Objective: In recent years, small high-performance batteries have become very popular. With this increasing miniaturization of batteries, clinicians have noted an increasing frequency rate of esophageal injury due to battery ingestion by infants. The situation is associated with severe injury to the esophagus due to the electrical current produced, particularly in the case of high-performance batteries producing high currents. The pathophysiologic features and complications of esophageal battery burns have not been thoroughly investigated. Our study intended to investigate the pathophysiologic features and complications of esophageal battery burn.
Design: Open, randomized, controlled study.
Setting: Experimental animal laboratory in a university hospital.
Subjects: Male adult mixed-breed rabbits, 22 wks old and weighing 3 to 3.5 kg.

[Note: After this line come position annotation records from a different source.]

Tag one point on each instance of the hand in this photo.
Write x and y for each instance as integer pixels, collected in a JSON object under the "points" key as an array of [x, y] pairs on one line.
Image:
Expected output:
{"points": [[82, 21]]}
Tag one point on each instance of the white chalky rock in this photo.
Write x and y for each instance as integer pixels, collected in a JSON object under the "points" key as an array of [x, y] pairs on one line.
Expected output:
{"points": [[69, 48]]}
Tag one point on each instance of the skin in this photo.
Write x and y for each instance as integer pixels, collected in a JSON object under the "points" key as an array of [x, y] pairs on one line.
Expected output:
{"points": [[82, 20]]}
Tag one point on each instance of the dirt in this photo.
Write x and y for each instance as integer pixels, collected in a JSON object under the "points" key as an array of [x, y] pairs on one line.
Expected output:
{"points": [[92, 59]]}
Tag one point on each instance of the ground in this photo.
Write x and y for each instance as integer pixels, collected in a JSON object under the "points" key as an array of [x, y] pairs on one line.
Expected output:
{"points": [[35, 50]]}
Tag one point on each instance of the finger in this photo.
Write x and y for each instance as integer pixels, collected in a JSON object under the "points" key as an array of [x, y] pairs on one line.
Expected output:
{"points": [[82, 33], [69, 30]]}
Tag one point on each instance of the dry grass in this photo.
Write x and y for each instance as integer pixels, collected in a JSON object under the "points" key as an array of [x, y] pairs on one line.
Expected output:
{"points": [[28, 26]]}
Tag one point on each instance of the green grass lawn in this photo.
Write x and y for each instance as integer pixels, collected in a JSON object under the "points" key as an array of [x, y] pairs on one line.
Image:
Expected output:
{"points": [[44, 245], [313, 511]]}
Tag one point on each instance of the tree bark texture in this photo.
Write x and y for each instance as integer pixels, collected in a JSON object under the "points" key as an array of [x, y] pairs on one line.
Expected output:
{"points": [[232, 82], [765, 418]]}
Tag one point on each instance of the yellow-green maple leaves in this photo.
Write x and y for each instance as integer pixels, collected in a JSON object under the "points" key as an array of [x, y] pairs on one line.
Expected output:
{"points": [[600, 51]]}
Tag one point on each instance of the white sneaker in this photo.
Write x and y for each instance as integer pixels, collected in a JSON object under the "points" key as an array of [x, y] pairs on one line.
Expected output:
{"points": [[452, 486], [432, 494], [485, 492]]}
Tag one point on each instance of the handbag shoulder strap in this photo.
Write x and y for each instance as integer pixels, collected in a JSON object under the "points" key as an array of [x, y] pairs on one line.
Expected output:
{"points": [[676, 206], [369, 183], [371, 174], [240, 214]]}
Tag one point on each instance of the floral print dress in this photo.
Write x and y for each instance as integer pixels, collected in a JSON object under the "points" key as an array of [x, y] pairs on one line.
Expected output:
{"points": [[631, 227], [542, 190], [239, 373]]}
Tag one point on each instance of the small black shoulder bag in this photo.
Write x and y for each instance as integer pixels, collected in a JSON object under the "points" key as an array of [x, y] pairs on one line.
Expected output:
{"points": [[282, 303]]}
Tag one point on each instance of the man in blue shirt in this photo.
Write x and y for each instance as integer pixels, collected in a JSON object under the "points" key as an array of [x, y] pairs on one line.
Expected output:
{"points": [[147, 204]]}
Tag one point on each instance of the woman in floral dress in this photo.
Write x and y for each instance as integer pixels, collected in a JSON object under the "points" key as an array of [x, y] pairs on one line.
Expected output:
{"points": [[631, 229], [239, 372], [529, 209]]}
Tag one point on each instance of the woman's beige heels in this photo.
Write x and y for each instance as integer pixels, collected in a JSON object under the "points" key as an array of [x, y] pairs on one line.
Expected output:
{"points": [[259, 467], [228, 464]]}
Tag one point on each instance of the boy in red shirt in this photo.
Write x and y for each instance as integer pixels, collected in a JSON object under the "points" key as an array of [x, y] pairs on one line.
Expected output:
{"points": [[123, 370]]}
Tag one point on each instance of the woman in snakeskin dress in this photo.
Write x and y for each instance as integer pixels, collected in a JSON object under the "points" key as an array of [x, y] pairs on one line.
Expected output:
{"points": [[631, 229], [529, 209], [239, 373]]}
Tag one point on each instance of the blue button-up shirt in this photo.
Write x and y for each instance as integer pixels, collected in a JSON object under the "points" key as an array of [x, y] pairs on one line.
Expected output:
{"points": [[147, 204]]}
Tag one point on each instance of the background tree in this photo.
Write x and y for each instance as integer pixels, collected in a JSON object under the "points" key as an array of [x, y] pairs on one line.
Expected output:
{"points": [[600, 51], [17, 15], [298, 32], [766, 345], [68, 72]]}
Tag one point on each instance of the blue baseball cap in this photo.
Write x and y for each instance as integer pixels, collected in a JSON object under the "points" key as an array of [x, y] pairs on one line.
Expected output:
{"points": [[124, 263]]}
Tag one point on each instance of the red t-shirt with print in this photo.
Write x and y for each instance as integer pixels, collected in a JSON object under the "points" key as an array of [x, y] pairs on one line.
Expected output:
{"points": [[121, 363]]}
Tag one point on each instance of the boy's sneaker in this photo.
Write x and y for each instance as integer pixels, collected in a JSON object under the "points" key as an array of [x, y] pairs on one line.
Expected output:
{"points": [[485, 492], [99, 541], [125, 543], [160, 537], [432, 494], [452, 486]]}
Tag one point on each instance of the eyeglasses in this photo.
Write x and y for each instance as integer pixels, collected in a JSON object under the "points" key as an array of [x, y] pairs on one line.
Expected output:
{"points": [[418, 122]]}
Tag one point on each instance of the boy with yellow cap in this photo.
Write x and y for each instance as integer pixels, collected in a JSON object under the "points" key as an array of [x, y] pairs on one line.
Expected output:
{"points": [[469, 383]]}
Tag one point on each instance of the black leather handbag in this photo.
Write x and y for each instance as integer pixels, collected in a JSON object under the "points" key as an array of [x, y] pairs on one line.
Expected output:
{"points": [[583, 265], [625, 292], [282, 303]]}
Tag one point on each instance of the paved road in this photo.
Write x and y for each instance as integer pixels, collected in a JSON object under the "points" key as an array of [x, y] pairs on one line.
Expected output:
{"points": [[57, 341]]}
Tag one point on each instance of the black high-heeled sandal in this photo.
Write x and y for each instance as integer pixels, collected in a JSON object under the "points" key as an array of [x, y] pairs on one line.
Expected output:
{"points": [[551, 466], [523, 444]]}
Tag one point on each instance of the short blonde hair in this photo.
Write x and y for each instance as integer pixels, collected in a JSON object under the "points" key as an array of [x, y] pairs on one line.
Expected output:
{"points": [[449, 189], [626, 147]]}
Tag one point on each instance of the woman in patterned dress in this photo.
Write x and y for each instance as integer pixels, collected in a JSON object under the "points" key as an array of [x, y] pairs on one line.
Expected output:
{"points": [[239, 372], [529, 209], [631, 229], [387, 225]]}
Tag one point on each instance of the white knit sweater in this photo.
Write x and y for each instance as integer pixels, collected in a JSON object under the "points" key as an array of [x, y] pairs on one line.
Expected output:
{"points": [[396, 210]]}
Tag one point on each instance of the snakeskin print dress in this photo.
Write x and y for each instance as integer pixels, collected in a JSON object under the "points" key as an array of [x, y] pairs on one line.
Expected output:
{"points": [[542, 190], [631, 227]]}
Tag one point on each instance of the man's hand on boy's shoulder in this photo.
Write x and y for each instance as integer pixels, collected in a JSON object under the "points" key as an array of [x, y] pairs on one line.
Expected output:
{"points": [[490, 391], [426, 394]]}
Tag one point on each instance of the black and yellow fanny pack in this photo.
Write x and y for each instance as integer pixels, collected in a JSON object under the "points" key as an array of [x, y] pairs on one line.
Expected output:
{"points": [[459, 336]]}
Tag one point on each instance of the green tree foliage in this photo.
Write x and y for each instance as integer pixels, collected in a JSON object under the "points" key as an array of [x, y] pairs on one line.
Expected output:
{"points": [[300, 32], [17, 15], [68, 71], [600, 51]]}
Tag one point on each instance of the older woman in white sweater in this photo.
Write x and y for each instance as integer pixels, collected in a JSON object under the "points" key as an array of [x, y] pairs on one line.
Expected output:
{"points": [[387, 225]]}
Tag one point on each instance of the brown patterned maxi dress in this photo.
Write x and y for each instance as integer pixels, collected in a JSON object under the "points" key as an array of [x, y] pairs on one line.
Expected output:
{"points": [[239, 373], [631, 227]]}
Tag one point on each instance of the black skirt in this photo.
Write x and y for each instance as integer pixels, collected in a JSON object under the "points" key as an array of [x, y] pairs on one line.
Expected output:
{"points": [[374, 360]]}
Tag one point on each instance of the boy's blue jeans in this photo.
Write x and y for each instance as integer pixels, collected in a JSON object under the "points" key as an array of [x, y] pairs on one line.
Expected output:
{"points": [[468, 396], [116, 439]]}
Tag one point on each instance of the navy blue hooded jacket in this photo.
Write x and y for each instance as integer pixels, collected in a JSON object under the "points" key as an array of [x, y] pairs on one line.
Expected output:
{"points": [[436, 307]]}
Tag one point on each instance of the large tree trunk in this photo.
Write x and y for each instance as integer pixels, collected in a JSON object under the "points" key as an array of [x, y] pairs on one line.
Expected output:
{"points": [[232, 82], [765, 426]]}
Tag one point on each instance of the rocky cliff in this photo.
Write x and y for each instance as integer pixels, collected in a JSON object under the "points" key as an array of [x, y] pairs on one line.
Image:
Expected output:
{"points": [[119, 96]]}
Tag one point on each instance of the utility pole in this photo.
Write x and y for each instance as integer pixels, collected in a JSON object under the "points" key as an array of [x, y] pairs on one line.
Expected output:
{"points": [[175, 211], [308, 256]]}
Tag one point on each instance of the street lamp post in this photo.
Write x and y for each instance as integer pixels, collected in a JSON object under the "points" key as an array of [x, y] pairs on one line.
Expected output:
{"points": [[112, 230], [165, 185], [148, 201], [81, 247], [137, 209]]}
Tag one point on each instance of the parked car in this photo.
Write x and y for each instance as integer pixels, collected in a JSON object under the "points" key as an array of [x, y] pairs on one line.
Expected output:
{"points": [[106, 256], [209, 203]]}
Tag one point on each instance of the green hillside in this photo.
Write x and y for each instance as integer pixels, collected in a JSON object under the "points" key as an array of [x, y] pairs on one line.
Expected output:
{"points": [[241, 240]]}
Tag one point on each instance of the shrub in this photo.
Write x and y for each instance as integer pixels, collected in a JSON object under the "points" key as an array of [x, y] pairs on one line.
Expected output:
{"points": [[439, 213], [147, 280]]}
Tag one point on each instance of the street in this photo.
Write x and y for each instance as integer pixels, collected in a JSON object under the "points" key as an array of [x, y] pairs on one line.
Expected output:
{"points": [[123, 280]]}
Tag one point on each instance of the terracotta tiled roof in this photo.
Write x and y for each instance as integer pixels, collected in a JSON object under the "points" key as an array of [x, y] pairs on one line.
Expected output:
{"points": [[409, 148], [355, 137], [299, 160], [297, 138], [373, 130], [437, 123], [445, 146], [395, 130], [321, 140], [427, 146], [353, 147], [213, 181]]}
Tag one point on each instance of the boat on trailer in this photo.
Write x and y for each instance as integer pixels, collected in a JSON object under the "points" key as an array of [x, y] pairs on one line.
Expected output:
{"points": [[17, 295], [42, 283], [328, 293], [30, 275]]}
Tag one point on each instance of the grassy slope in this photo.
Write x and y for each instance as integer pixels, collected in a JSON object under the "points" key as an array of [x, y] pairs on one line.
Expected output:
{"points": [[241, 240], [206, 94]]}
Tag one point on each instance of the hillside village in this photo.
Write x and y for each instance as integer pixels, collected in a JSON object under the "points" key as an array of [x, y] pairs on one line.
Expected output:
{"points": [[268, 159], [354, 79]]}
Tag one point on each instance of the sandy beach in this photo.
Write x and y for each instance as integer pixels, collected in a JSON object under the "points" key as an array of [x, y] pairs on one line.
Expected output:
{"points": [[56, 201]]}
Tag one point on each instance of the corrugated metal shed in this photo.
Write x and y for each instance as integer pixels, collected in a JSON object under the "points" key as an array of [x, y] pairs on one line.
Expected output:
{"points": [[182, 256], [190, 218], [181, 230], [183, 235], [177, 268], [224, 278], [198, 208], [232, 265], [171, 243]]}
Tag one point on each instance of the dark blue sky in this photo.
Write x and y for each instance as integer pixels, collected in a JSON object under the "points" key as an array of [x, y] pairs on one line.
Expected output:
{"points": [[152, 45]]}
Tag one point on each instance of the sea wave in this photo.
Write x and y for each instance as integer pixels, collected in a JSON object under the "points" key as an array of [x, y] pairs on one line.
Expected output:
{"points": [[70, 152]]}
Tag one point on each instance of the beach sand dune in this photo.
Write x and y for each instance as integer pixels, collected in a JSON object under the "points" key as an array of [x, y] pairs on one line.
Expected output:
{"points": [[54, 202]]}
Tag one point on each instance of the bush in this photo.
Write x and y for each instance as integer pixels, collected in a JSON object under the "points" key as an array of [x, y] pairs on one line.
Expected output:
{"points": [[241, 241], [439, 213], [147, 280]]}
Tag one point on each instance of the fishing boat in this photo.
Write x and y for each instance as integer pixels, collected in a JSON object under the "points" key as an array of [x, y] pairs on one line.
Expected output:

Interventions: The experimental rabbit model of esophageal injury due to battery ingestion described herein was designed to study not only the direct influence of contact with the battery but also damage to neighboring tissues and the biochemical and pathologic mechanisms of injury. We investigated the relationship between the direction of the inserted battery and the mechanism underlying these complications. Esophageal burn injury was created by placing a 3-V battery into the esophagus for 9 hrs.
Measurements and main results: The cathode side of the esophagus became increasingly alkaline, while the anode side was acidic. Low-voltage battery burns are likely to be due to secondary chemical reactions caused by the electric current because of acid generated at the anode and alkali at the cathode using a micro pH meter. Injury was significantly more severe on the alkaline side when a battery was placed with its cathode directed toward the trachea. Alkaline complications affecting neighboring tissues were more severe than acid complications. These results indicate that as well as the esophageal mucosa itself being injured, deleterious effects are exerted on surrounding tissues, the severity of which vary depending on the orientation and duration of the battery being lodged in the esophagus.
Conclusions: The direction of the battery cathode, which produces alkali, is important in determining the severity of complications. Based on our investigation of the underlying mechanisms of these complications, we advocate the establishment of treatment guidelines for battery swallowing accidents.